Read these instructions before starting. This is a two-handed operation, and it's easier to read this now than it will be when you're using the tool!
First, practice on scrap
Jaws has the strength to press a fret down into the fingerboard surface, so don't overtighten! The idea is to gently squeeze the fret in without clamping it. (See below for separate instructions on using Jaws as a clamp.)
Get a feel for the tool by gripping and releasing a board, or the edge of your benchtop. The action is two-handed: one hand turns the thumbwheel while the other hand is opening and closing the tool.
If you've never fretted an instrument, you'll need to know the traditional hammer method before using a professional tool like Jaws. Hammering is still needed for installing frets on the fingerboard over the body.
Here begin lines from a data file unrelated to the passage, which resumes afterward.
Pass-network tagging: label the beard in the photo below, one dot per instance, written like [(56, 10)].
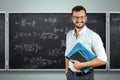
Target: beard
[(80, 25)]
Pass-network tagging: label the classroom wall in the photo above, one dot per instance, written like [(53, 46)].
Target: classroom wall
[(54, 6)]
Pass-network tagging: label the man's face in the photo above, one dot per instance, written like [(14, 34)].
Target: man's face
[(79, 18)]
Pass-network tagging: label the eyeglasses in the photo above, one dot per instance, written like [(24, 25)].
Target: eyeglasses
[(79, 17)]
Choose a brass fret caul that matches the fingerboard curve.
Step 1: Clamp loosely
To start, try the top hinge position (the most commonly used setting). Place the neck caul under the neck, and position the tool so the fret caul will come down next to the fret, not on top of the fret. Slowly squeeze the tool closed while also turning the thumbwheel. With the tool fully closed, the fret caul should almost touch the fingerboard, but not quite. Use a very light touch, so that you don't make caul marks on the fingerboard. Placing a business card on the fingerboard is helpful at first: this prevents caul marks, and the thickness of the card sets the proper gap between the caul and the fingerboard. With the jaws loosely closed over the fingerboard, you're in the correct range for clamping.
Step 2: Move onto the fret
Open Jaws enough to move the caul onto the fret. Adjust the thumbwheel to get a loose fit so the tool won't lock as you press the fret in.
Step 3: Press the fret in
Squeeze the fret into the slot gradually, relaxing your grip momentarily to adjust the jaw opening with the thumbwheel. You will feel the fret ease into the slot and become seated. Stop clamping as soon as the fret is seated. There's no need to close the tool until it locks — you'll have the best feel for seating a fret by relying on hand pressure only.
Using Jaws as a clamp
If you choose to use glue under a fret, Jaws will clamp the fret while the glue dries. Adjust the tool so that it barely touches the fret when closed and locked. Now open up and use the thumbwheel to close the jaws down just a little bit, then clamp the fret. This requires very little pressure: just enough to hold the fret down without coming loose. Too much pressure would clamp the fret deeper than intended.
Tip: Slightly bevel the fret slot
A slight bevel on the fret slot edges helps the fret tang into the slot. One pass with a fine file will do it. Press the fret with your fingertip, and it will stand upright in the beveled slot.